REPUBLIKA.CO.ID, JAKARTA -- Putri pertama proklamator RI Mohammad Hatta Prof Meutia Farida Hatta Swasono mengatakan ayahnya memegang prinsip Minangkabau terutama tentang kebersamaan serta musyawarah mufakat dalam kehidupan sehari-hari.
"Budaya Minang yang memengaruhi Bung Hatta ialah prinsip kebersamaan. Beliau orang yang dihormati keluarga Minang, dan beliau dapat melakukan hal yang sama," kata dia saat diskusi daring dengan tema "Mengenal Lebih Dekat Sosok Bung Hatta" di Jakarta, Jumat (22/5).
Di mata putri sulungnya tersebut, Bung Hatta yang lahir di Kota Bukittinggi, Sumatra Barat merupakan sosok yang tidak mengharuskan hanya orang-orang yang menghormatinya, melainkan ia juga menghormati orang lain termasuk di dalam keluarga.
"Kami di keluarga saling menghormati. Saya belajar dan melihat ayah hingga 1980. Tepat usia saya 33 tahun ayah meninggal, namun saya mengikuti ajarannya hingga sekarang," ujarnya.
Selain itu, Bung Hatta juga merupakan sosok yang sama antara kata dan perbuatan. Dengan kata lain, apa yang dikatakan dan dilakukan Wakil Presiden RI pertama itu sama. Ia juga tidak mengharuskan anak-anaknya melakukan hal-hal tertentu, melainkan mengajarkannya dengan memberi contoh.

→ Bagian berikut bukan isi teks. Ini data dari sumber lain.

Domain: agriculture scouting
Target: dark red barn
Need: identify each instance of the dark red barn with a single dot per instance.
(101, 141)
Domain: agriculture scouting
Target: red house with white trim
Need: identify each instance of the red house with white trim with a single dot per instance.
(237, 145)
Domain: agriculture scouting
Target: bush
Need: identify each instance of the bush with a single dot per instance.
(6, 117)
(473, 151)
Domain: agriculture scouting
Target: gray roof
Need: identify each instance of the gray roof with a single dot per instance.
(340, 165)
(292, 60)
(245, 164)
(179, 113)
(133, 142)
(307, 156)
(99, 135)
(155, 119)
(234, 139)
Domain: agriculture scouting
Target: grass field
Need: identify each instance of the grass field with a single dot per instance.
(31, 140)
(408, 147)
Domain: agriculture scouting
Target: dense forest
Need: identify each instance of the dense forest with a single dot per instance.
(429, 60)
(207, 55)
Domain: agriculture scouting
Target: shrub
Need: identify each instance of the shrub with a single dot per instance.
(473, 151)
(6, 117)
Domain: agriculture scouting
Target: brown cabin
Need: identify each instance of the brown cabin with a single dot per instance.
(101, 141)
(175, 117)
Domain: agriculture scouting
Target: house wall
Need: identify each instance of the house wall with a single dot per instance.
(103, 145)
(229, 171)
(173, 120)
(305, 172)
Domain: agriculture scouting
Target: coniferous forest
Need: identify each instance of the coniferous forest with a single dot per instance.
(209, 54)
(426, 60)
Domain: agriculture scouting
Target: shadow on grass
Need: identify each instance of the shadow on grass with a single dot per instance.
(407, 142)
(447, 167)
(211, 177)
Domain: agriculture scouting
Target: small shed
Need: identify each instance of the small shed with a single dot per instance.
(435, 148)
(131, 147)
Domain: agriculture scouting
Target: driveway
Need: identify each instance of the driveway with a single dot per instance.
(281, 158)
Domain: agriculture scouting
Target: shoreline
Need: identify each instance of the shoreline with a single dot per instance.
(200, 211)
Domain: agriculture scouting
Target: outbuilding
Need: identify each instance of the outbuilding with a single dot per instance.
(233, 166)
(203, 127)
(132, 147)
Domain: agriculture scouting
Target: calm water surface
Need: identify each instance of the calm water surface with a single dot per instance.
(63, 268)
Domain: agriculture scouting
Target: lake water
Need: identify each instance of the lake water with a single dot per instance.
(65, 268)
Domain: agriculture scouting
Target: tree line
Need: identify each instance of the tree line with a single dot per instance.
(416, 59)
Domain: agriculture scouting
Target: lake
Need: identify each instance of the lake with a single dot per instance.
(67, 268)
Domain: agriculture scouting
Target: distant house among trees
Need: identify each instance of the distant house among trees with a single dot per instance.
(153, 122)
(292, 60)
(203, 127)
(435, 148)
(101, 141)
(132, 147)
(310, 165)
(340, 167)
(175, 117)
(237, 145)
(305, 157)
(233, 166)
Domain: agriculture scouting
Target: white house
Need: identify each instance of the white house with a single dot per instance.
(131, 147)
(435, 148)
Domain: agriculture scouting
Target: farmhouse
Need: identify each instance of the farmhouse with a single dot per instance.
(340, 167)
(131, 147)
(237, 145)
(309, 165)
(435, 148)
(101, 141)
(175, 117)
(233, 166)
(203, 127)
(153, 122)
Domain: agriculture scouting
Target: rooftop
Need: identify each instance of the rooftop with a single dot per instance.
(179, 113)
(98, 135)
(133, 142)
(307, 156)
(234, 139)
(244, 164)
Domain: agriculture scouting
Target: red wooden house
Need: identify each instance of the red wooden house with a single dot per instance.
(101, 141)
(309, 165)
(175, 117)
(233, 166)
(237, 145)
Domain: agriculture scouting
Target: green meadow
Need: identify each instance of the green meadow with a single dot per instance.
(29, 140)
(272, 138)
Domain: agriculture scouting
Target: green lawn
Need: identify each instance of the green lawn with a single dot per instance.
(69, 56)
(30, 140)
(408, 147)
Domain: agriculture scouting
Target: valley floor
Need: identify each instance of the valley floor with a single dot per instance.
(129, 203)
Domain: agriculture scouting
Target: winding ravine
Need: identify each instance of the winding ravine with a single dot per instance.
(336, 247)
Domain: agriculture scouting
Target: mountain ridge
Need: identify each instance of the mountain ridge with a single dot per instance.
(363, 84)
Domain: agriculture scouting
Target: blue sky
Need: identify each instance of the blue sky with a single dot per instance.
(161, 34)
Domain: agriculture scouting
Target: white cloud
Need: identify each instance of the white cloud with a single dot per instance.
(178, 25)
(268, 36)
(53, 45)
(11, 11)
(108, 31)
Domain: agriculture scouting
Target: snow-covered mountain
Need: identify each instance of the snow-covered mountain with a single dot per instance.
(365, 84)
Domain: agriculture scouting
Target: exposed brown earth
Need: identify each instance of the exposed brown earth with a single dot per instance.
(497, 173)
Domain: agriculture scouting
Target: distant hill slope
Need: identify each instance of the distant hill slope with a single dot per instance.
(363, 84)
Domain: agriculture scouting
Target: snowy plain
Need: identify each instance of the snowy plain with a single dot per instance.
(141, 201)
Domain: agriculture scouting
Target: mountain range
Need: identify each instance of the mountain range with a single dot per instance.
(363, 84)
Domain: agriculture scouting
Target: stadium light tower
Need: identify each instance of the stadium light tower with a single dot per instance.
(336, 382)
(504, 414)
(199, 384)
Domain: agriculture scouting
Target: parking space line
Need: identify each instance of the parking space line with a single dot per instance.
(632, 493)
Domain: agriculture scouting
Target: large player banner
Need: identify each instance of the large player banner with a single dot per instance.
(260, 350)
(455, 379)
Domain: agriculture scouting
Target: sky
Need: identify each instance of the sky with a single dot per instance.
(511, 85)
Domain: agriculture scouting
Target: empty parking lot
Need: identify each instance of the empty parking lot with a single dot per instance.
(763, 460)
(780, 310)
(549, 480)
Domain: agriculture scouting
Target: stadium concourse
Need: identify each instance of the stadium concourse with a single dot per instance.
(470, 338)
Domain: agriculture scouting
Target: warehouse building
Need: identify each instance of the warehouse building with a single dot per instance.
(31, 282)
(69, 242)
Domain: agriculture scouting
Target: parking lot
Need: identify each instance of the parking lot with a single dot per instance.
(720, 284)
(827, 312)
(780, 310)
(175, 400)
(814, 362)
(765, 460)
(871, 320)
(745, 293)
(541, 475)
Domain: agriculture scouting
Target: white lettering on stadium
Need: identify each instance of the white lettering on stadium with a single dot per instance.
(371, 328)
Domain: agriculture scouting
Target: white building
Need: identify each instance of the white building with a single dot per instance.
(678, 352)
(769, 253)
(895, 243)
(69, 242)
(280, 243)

Sebagai teladan sederhana, Bung Hatta mengajarkan menjadikan meja makan sebagai suatu peristiwa khusus sehingga tidak menggunakan piyama saat makan, termasuk ketika sahur di bulan Ramadan.
"Kalau makan sahur tidak pakai piyama, ganti baju dulu. Sebab meja makan itu peristiwa khusus, bukan mau tidur. Itu saya ikuti sampai sekarang," katanya.
Hal tersebut mengajarkan untuk hidup teratur dimana terdapat hal-hal santai, namun tetap dengan adanya aturan. Termasuk pula aturan untuk makan, menata makanan, berpakaian serta berbicara.
"Jadi pada situasi apa, berpakaian apa, berbicara apa, itu ada aturan," ujar dia.
Apalagi, di keluarganya terdapat kebiasaan satu keluarga untuk makan siang dan makan malam bersama. Pada momentum itulah tercipta perbincangan baik itu mengenai sosial budaya, keadaan masyarakat, berbagai peristiwa terkini hingga pengalaman sehari-hari.
Menurut dia, di situlah diketahui berbagai macam informasi. Apalagi di saat makan siang dan malam juga terdapat kunjungan tamu-tamu dari berbagai kalangan sehingga tercipta perbincangan yang lebih luas.
"Tapi beliau tidak ingin ada orang yang terasing dalam kumpulan. Jika ada tamu yang kurang bisa bicara bahasa Indonesia, misalnya keluarga Minang maka beliau akan bicara bahasa Minang," ujar dia.